CD36 is one of the binding proteins for AIM and involved in AIM-related lipid metabolism [4]. In this study, expression ratios of CD36 mRNA in various tissues were also observed (Fig. 3). Although the expression quantities were quite different among tissues, all tissues except the cerebrum possessed had substantial CD36 mRNA. The high levels of CD36 expression were observed in the lung and spleen, whereas the lower levels were found in the thyroid gland, heart, stomach, kidney, pancreas, colon and lymph node. Thus, the targets of canine AIM could be also wide-spread like those of mouse and human AIM [4, 12, 20], which could have multifunctions for cell survival and diabetic metabolisms. Future studies are needed to reveal the actual functions of AIM in the dog.

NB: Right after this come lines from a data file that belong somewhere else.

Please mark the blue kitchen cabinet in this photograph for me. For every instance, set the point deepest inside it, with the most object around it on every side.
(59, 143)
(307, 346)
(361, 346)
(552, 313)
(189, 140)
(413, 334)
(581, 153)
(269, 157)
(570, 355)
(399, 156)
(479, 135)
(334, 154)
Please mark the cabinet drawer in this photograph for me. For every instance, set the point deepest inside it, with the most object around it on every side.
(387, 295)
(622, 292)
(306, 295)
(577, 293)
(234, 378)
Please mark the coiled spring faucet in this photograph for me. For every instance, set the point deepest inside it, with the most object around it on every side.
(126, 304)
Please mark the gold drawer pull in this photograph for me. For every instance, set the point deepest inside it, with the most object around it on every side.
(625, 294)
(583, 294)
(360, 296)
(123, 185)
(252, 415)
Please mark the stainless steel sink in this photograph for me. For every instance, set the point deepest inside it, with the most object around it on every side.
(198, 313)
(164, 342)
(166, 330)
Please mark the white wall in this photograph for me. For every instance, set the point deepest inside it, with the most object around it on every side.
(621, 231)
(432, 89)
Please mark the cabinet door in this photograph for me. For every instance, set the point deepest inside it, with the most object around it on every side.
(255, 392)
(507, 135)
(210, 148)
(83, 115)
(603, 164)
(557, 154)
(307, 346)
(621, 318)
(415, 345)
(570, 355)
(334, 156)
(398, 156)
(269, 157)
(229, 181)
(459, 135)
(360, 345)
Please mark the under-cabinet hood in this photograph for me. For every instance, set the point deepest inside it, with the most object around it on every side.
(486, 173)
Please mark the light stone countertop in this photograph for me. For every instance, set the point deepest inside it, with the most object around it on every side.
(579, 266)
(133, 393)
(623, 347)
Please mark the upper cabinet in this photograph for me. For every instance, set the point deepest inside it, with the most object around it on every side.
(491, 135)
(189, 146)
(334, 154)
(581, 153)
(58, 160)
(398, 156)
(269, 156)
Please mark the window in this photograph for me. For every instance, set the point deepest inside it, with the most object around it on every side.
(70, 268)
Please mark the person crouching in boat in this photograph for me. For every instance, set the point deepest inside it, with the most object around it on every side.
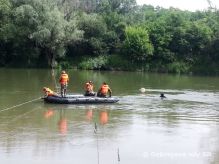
(89, 89)
(49, 92)
(104, 90)
(63, 80)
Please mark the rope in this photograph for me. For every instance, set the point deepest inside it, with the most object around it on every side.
(19, 105)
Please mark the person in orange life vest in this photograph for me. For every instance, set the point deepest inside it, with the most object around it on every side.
(104, 90)
(89, 89)
(63, 80)
(49, 92)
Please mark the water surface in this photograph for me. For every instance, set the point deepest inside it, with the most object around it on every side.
(141, 128)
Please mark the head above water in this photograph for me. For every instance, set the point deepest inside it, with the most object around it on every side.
(162, 95)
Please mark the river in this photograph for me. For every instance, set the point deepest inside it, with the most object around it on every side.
(141, 128)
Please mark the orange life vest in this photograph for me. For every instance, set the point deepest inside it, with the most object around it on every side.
(104, 89)
(48, 92)
(89, 87)
(64, 78)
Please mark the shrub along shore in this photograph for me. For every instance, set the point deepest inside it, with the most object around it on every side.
(108, 35)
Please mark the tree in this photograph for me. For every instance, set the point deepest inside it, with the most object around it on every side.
(137, 44)
(53, 33)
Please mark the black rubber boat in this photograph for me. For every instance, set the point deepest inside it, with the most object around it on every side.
(80, 99)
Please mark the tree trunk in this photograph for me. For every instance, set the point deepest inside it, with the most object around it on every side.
(50, 58)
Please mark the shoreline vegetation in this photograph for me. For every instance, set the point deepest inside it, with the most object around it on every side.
(108, 35)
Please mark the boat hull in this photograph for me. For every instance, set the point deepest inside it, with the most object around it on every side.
(80, 100)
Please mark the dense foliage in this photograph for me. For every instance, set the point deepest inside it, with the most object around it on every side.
(108, 34)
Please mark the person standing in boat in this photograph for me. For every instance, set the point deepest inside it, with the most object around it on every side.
(63, 80)
(49, 92)
(104, 90)
(89, 89)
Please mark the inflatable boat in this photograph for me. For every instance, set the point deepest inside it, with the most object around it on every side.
(79, 99)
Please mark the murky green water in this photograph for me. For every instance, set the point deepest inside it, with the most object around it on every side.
(141, 128)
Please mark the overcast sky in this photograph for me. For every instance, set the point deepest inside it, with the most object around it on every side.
(191, 5)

Interestingly, we observed AIM expression in the thyroid gland. Based on the histological aspect, the thyroid gland should contain very few tissue macrophages. To our knowledge, AIM expression of thyroid gland has not been investigated in any other previous reports. Although AIM is believed to be specifically expressed in macrophages [7, 14], it might be expressed in other cell types, such as thyroid glands. As CD36 mRNA was also detected in the thyroid gland in this study, it is implicated that AIM could be also functional in the thyroid gland. However, since AIM gene expression in the thyroid gland was variable, it can’t be completely denied that some of them had the latent thyroiditis.

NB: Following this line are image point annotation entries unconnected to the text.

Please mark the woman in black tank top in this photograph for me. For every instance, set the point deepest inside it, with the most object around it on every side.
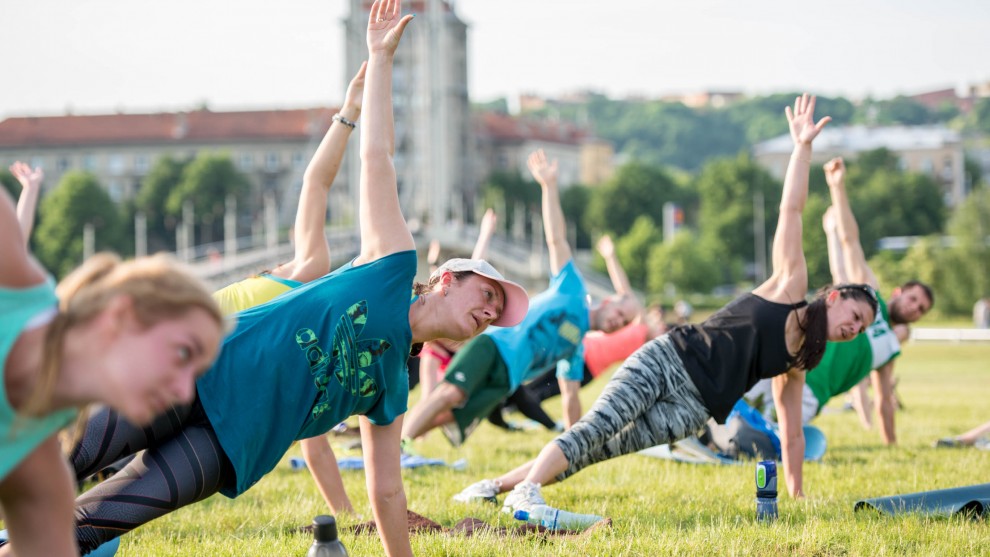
(672, 385)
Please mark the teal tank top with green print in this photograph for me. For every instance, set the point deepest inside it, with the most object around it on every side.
(19, 435)
(302, 363)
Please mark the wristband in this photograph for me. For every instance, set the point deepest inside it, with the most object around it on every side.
(338, 118)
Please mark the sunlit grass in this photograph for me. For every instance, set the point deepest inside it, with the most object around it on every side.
(658, 507)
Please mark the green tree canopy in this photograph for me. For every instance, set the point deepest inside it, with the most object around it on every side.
(728, 191)
(635, 190)
(161, 181)
(207, 181)
(574, 201)
(633, 250)
(894, 203)
(77, 200)
(683, 265)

Canine histiocytic sarcoma is a tumor derived from macrophages, dendritic cells, monocytes and Langerhans cells [1, 15]. In this study, expression ratios of AIM and CD36 mRNA in several histiocytic sarcoma cell lines were observed. The cell lines were established by Dr. Azakami [3]. RNA samples were extracted from three different passages of each cell line, and the quantities were measured using qPCR. As shown in Fig. 4, AIM mRNA was highly expressed in one cell line and CD 36 was highly expressed in six cell lines, while both of them were low in two out of eight cell lines. These results may attribute to the facts that some histiocytic sarcoma cells are derived from other cells than macrophages [1, 15] and there could be other reasons in tumorigenesis of histiocytic sarcoma. Comparisons of AIM expression levels in in vivo primary tumor tissues with other healthy organs are needed in next studies. Nevertheless, it is suggested that AIM expression could be altered at least in some of histiocytic sarcoma cell lines and these cell lines are good models to reveal the mechanisms of tumorigenesis related to AIM.

Fig. 4.

Expression levels of AIM and CD36 mRNA in eight histiocytic sarcoma cell lines. These gene expression levels were normalized to GAPDH. The columns and error bars represent the means and their standard errors.

In conclusion, we cloned the canine AIM mRNA sequence and detected distribution of transcriptional expression of AIM and CD36 in dogs. Canine AIM has a signal peptide and three SRCR domains, conserved compared to human, mouse and rat AIM. Canine AIM mRNA was expressed highly in spleen and other organs which have tissue macrophages, such as lung, liver, lymph nodes and histiocytic sarcoma. CD36 was also expressed in various tissues and histiocytic sarcoma, indicating that canine AIM could have many targets and multifunctions.